The Court found that Mr Millett was being accused of abusive behaviour in relation to a public speaker on a controversial topic. This is an accusation of a type of conduct which is contrary to the values of a modern democracy where freedom of speech is a cherished value. Further, the behaviour of which he was accused was of such a level of seriousness (at the first meeting to which Mr Corbyn made reference) as to involve the police in potentially ejecting Mr Millett and the other individual (suggesting criminal misconduct). Again, this suggests conduct falling below the standards expected of citizens in modern British society.

The Court also considered that there was both a personal defamation as to Mr Millett’s character and a professional form of defamation in relation to how he was said to behave in his profession as a person attending and reporting on meetings of the type in issue.

Adoption and fostering agency’s recruitment policy found to violate the Equality Act and the Human Rights Act for requiring carer applicants to be heterosexual

R (Cornerstone (North East) Adoption and Fostering Service Ltd v Ofsted [2020] EWHC 1679 (Admin)

This case concerned whether it is lawful for an adoption and fostering agency only to accept heterosexual evangelical Christians as the potential carers of fostered children.

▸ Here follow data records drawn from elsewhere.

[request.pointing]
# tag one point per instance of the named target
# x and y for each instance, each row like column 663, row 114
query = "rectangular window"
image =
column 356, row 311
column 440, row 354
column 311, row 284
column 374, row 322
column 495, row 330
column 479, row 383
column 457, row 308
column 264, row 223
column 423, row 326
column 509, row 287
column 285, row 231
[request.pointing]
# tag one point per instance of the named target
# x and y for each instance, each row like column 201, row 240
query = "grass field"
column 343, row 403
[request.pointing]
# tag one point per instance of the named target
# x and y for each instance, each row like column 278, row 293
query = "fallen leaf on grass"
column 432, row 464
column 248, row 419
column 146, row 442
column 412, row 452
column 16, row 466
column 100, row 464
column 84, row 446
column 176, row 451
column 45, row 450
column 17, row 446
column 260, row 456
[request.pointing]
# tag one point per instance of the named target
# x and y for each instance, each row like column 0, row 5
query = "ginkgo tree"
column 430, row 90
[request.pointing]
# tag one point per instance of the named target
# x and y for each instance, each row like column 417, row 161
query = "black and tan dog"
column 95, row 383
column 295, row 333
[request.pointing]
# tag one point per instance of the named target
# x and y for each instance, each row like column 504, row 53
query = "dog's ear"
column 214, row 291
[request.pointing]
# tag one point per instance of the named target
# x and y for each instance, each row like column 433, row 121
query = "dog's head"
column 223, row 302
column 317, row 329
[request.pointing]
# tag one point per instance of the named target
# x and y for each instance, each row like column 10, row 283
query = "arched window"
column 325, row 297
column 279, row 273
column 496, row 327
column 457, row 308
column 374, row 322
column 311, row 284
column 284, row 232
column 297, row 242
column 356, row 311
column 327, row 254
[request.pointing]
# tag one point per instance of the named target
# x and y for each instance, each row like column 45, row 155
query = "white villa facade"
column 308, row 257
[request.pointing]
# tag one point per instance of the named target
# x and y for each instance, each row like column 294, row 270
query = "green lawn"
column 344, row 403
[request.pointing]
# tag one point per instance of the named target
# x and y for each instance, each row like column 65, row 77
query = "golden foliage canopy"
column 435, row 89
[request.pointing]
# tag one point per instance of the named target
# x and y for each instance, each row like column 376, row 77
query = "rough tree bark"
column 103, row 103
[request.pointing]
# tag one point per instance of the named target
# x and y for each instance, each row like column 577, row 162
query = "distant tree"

Cornerstone (North East) Adoption and Fostering Service Ltd sought to judicially review a report by Ofsted, which found its carer recruitment policy to be in violation of equality and human rights laws and required it to change the policy.

Cornerstone operates as an independent fostering agency and is founded on, and operates according to, its perception of evangelical Christian principles. In practice, the only potential carers Cornerstone accepts are evangelical married heterosexual couples of the opposite sex.

The Court held, inter alia, that Cornerstone’s recruitment policy was unlawfully discriminatory in breach of s 29(1) of the EA 2010, alternatively, s 29(6), in both cases read with s 13 and/or s 19, insofar as it requires applicants to refrain from ‘homosexual behaviour’. The policy unlawfully discriminates, directly or indirectly, against gay men and lesbians. The disapplication of the general exemption in [2(3)] of Sch 23 provided by [2(10)] applies because Cornerstone performs functions on behalf of public authorities pursuant to contract.

Cornerstone’s recruitment policy was held to violate Article 14 of the Convention read with Article 8 insofar as it required carer applicants to be heterosexual. Its policy unlawfully discriminated against gay men and lesbians.